Pertama, isu yang dibawa pada seminar ini adalah terkait
mata uang dinar dan dirham sebagai mata uang yang sebenarnya yang layak
digunakan sebagai alat transaksi yang adil dan tidak menipu. Memangnya ada apa
dengan uang kertas? Bahkan mereka yang menjadi pembicara—diantaranya adalah
Syeikh Umar Ibrahim Vadillo, asal Spanyol—mengatakan bahwa uang kertas itu
haram. Kenapa? Karena nilai kertas tidak sebanding dengan apa yang ditukar
dengan uang tersebut. Lihat saja ketika uang kertas yang bertuliskan angka Rp. 100.000
dirobek-robek tak beraturan, bukankah uang tersebut sudah tidak ada nilainya? Kemudian
kalau diperhatikan asal muasal uang kertas, kita akan lebih sadar bahwa Bank
yang mencetak uang kertas sebenarnya telah menipu kita. Mereka mencetak uang
kertas senilai triliunan rupiah dengan biaya yang sangat murah, jauh dari nilai
tersebut, kemudian mereka menggaji pegawai mereka dengan uang terebut,
membangun infrastruktur, membeli barang-barang dan lain sebagainya dengan mudah
hanya dengan mencetak uang tadi. Sementara kita sebagai rakyat yang bekerja
keras menghasilkan sesuatu, lalu barang kita dibeli dengan kertas yang bisa
kita bayangkan betapa mudahnya membuatnya. (sadar, kan?)
Hal di atas bukan hanya membuat kita sadar, tapi juga bikin
gemas ya. Apa Cuma aku yang baru tahu sehingga merasa gemaasss, mengetahui
semua ini. Pikirku, enak banget ya pihak bank yang dengan mudah mencetak-cetak
uang. Hmmmmmmmmmmm
Ada yang lebih menggemaskan lagi dari fenomena di atas.
Pembaca tahu kan, kalau hutang kita (Indonesia) ke negara
lain, terutama Amerika Serikat, itu buuuuanyak banget?! Dan pembaca tentu paham
bahwa hutang kita yang semakin hari semakin menumpuk itu bukan karena kita
tidak pernah mencicil, tapi kita sudah mencicil setiap tahunnya sekitar ratusan
trilliyun. Tapi kenapa hutangnya terus menumpuk? Ada dua faktor sih, karena
orang-orang di atas tuh, hobinya ngutang mulu, nggak mikirin bayarnya. Terus
juga karena bunga bangkai, eh salah maksudnya bunga bank yang terus berkembang.

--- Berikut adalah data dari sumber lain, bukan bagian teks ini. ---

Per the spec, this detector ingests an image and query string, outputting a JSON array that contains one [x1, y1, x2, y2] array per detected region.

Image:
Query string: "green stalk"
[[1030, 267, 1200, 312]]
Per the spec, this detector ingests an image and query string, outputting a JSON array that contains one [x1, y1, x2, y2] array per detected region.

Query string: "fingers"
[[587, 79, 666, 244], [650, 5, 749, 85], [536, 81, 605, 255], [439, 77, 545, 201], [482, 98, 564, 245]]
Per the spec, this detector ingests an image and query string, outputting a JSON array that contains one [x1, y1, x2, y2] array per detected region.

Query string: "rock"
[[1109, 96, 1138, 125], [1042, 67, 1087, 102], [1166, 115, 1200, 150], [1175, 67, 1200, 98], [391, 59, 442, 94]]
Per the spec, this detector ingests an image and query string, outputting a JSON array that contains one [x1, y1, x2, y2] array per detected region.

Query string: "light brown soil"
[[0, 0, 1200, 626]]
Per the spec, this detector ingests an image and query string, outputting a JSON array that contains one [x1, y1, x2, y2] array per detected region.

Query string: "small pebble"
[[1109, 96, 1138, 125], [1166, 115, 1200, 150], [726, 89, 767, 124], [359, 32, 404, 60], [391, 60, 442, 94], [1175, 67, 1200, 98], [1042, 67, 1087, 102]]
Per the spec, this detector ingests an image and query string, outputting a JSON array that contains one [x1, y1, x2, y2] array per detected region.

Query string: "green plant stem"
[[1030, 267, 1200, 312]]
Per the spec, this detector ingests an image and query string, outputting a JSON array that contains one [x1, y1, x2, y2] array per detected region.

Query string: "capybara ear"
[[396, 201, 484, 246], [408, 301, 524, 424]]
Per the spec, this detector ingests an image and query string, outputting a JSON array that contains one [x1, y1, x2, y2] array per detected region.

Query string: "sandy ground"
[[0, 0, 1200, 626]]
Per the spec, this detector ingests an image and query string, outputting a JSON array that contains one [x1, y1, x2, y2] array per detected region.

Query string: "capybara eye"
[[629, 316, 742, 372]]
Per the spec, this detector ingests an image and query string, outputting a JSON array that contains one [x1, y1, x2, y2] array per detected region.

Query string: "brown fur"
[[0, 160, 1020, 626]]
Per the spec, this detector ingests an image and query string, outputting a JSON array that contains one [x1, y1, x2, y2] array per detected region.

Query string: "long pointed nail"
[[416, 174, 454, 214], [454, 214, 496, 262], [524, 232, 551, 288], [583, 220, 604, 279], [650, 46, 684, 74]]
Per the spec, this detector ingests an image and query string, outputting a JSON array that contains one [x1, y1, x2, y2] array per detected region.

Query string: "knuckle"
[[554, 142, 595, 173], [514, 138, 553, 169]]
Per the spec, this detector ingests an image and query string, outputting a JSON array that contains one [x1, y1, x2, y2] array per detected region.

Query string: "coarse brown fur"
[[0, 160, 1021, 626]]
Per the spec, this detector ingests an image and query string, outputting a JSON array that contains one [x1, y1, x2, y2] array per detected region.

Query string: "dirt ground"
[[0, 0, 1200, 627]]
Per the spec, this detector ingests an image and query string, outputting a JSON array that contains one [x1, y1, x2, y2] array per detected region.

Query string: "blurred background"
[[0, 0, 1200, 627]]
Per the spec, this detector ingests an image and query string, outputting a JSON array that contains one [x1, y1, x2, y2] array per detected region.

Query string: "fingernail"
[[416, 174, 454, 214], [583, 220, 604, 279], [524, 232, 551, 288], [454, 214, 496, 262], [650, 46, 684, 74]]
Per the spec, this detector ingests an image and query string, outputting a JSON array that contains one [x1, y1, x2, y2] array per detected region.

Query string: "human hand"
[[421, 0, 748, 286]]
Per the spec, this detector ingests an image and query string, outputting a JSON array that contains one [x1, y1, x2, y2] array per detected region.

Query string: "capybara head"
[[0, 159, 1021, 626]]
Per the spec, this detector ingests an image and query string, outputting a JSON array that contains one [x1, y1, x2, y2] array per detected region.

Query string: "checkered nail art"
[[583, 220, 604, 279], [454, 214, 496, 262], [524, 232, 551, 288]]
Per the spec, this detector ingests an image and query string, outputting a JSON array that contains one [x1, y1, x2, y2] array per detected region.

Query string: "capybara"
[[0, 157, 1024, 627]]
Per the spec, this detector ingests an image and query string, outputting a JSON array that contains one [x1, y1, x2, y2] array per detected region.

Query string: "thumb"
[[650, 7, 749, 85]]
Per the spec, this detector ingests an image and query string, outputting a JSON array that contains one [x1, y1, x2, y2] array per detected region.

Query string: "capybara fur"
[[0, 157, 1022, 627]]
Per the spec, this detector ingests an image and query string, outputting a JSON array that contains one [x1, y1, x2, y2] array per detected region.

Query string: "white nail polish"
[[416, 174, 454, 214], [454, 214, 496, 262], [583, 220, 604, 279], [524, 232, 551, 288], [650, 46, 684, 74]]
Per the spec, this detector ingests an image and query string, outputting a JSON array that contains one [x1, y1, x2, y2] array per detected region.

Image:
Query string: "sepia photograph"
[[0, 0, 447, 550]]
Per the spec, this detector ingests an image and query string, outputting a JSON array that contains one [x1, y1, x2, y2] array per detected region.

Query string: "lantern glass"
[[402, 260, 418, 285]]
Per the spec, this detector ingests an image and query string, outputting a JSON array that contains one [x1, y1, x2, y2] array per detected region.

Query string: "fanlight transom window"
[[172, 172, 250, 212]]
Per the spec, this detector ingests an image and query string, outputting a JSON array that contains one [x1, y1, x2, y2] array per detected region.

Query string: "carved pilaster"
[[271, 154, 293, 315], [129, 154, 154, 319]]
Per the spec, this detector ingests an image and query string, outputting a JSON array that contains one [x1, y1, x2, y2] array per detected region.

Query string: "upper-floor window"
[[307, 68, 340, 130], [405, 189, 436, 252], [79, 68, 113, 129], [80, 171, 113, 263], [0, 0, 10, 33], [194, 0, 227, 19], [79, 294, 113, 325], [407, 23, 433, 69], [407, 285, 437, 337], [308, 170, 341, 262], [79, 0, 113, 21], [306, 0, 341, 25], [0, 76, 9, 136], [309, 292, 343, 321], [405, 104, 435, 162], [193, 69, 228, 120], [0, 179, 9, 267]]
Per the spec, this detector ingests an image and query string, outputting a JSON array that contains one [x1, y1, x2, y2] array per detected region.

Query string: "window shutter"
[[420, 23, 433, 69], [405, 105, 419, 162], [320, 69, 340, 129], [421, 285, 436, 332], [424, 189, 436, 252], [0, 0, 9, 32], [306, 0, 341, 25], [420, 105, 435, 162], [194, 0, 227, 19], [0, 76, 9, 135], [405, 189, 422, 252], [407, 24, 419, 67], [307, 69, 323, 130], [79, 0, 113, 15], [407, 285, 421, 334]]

Ih, ngeri kan. Nah, nah, nah... kita ngutang uang luar negri tuh dipikirnya
dikasih apa? Ya dikasih uang kertas juga. Dolar tuh, yang menurut anggapan kita
sebagai mata uang yang paling berharga sedunia. Padahal hakikatnya dolar itu ya
terbuat dari kertas, yang kita paham betul nilainya tentu murah ! sementara
uang rupiah kita kalau kita gunakan buat bayar hutang kita ke mereka, mereka
menganggapnya nggak berharga. Kejam banget nggak sih?! Padahal ya sama aja. Uang
kertas. Rupiah maupun dolar, dua-duanya nggak ada yang mengandung emas. jadi,
kita dibohongin nih? Ya sudah jelas iya. Kita dibohongin sama luar negri. Yang udah
tahu masalah ini siapa hayo?? Ngaku. Jangan diem aja ya bapak-bapak dan ibu-ibu
yang jadi pejabat negara dan tahu menahu masalah ini tapi malah pura-pura nggak
mengerti.
Coba bayangkan, jika mata uang kita itu dinar dan dirham
yang memang terbuat dari emas dan perak. Nilai yang kita berikan dari mata uang
dinar dan dirham itu tentu setara dengan barang yang kita beli. Jika sekarang
kita membeli satu kambing seukuran tertentu dengan satu dinar. Sampai kapanpun
kambing dengan kualitas dan ukuran yang sama itu bisa kita beli dengan satu
dinar tersebut. Inilah bedanya uang dinar dan dirham dengan uang kertas. Uang dinar
dan dirham selalu stabil, bebas dari inflasi. Sementara uang kertas sangat
labil, karena rawan inflasi. Mafhum?
Masalahnya, untuk mendapatkan satu dinar saja kita harus
merogoh kocek tidak kurang dari dua juta rupiah. Satu dinar itu 4,25 gr emas. Sementara
satu dirham senilai 70ribu rupiah. Huhu. Gimana mau beli bakso yang harganya
hanya Rp. 5000? Trus gimana solusinya? Sebenarnya nggak sulit kalau pemerintah
mau menerima dinar dan dirham sebagai mata uang. Hehe. Pertanyaan lain muncul,
apakah ketersediaan emas di bumi kita ini cukup untuk membuat mata uang? Yang ini
saya nggak tahu jawabannya.
Sementara ini, ada beberapa komunitas yang gencar memasarkan
uang dinar dan dirham. Mereka menjual dinar dan dirham dan melakukan transaksi
dengan anggota sesama komunitas mereka dengan dua mata uang tersebut. Cuman ya
mereka ini masih sedikit. Diantaranya ada komunitas JAWARA. Ini yang saya tahu,
yang ada di Jogja. Komunitas lain mungkin pemabca bisa cari sendiri dengan
googling lewat dunia maya ataupun dunia nyata. Jangan lupa, kalau sudah dapat
infonya kasih tahu saya lewat komentar di blog ini ya,.. hehe.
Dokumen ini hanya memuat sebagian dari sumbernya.